The Tulip crisis is widely regarded as the first-ever recorded financial bubble. The crisis, as one might guess, involved the trade of tulip bulbs. At the time, the Netherlands had one of, if not the most, sophisticated financial markets, establishing the first ever stock-exchange and readily engaging in option and bond trading. The predisposition for trading, combined with a tradition of collecting exotic objects, made tulips the hottest item on the shelf. This development was further exacerbated by the outbreak of a new virus, causing the flowers to get a distinctive and mesmerising appearance. Accordingly, the first official exchange-market for tulips opened, and the price went completely haywire. Within the span of a couple of years, the price for a tulip was tenfold that of the salary of a skilled artisan. The prices rose so quickly that people started selling their land and their homes in order to secure just a few tulip bulbs. Seemingly reasonable people sold off their entire fortunes in order to get a mere tulip bulb, which had zero intrinsic value.
The Dutch, notwithstanding this absurd situation, were not finished. People obviously did not only want to buy tulips when they were ripe! They wanted to speculate on the price all year round.
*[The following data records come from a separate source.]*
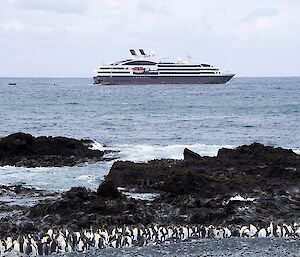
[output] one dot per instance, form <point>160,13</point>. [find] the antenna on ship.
<point>188,55</point>
<point>142,52</point>
<point>133,52</point>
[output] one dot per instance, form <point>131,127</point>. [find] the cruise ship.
<point>142,68</point>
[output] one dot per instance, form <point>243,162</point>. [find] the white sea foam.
<point>91,174</point>
<point>240,198</point>
<point>97,146</point>
<point>297,151</point>
<point>140,153</point>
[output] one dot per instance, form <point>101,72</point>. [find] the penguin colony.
<point>65,240</point>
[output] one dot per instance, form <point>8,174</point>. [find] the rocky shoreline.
<point>250,184</point>
<point>25,150</point>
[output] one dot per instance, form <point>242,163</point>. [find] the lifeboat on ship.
<point>138,70</point>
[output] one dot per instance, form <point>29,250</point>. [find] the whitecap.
<point>240,198</point>
<point>145,152</point>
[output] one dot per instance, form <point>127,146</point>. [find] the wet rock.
<point>194,190</point>
<point>190,155</point>
<point>22,149</point>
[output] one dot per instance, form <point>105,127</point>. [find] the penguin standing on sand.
<point>262,232</point>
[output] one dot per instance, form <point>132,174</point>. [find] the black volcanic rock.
<point>194,190</point>
<point>201,187</point>
<point>190,155</point>
<point>108,190</point>
<point>22,149</point>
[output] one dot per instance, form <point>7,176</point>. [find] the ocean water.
<point>146,122</point>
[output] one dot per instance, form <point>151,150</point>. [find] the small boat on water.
<point>143,68</point>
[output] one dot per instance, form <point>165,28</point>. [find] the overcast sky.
<point>70,38</point>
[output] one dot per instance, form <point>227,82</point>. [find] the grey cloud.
<point>58,6</point>
<point>259,13</point>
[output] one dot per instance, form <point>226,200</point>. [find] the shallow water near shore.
<point>145,122</point>
<point>234,247</point>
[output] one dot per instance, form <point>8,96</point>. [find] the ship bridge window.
<point>205,65</point>
<point>140,63</point>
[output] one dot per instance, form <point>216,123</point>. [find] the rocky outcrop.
<point>249,184</point>
<point>201,187</point>
<point>22,149</point>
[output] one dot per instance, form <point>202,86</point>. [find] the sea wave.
<point>145,152</point>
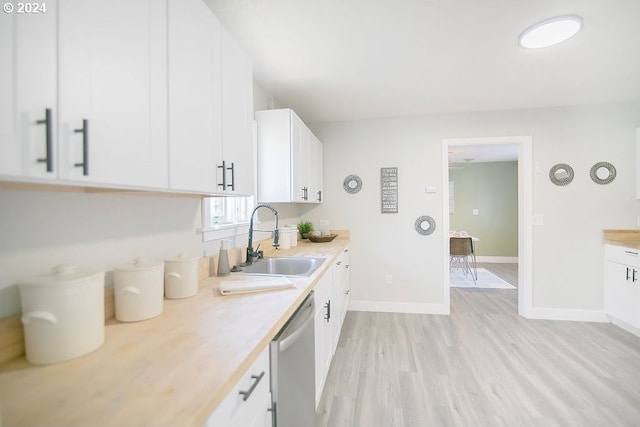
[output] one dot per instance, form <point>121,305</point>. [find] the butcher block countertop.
<point>172,370</point>
<point>627,238</point>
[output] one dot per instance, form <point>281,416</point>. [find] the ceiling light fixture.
<point>550,31</point>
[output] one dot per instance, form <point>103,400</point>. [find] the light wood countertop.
<point>629,238</point>
<point>172,370</point>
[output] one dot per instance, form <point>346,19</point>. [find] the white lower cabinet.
<point>323,331</point>
<point>332,301</point>
<point>622,286</point>
<point>248,403</point>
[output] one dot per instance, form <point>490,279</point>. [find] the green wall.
<point>492,188</point>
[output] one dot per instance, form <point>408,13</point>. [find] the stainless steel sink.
<point>284,266</point>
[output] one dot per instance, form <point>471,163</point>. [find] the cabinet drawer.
<point>234,410</point>
<point>623,255</point>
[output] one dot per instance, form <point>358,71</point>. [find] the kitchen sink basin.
<point>284,266</point>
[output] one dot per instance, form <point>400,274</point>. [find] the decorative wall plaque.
<point>602,173</point>
<point>425,225</point>
<point>561,174</point>
<point>352,184</point>
<point>389,190</point>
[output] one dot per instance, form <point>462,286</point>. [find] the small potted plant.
<point>305,227</point>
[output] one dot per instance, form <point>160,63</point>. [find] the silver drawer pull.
<point>247,394</point>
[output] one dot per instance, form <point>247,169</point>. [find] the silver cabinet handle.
<point>247,394</point>
<point>48,159</point>
<point>84,130</point>
<point>233,177</point>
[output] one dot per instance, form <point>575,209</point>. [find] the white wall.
<point>42,229</point>
<point>567,249</point>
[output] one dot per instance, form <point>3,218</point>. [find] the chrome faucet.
<point>251,253</point>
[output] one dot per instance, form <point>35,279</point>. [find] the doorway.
<point>525,197</point>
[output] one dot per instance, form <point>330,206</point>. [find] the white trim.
<point>398,307</point>
<point>525,209</point>
<point>569,314</point>
<point>624,325</point>
<point>211,234</point>
<point>498,259</point>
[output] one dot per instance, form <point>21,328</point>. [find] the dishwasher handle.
<point>284,344</point>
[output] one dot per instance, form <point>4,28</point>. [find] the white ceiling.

Therefore, the Dutch stock-exchange started issuing forward-contracts on tulips, allowing buyers to speculate on the rise or fall of the underlying asset, the tulip. Unfortunately, the pipe dream eventually had to come to an end, reality had to catch up to the frenzy. In 1637, the floodgates opened and the price fell approximately 99%.
This story evokes both a feeling of delight and terror within me. On one hand, it is quite a funny story how hundreds of thousands of seemingly rational people can become completely unhinged, sinking their entire life fortune into a puny tulip. On the other hand, it frightens me how humans have repeated the same mistake and spiralled down into the same madness numerous times after this. The subprime mortgage crisis of 2008, the dot-com bubble, and the Black Tuesday crash are only a few examples of that. Humanity clearly has a very short memory and we are therefore poised to make the same mistake again and again. Who knows? Maybe we are in a tulip mania right now, throwing away our hard earned money at something completely worthless. We will not know that until the bubble bursts and comes falling down on us with relentless force. Despite the major improvements in understanding the financial market, everyone is still exposed to the madness of man. This fate, albeit a cruel one, is something that everyone simply has to cope with whether or not you want to.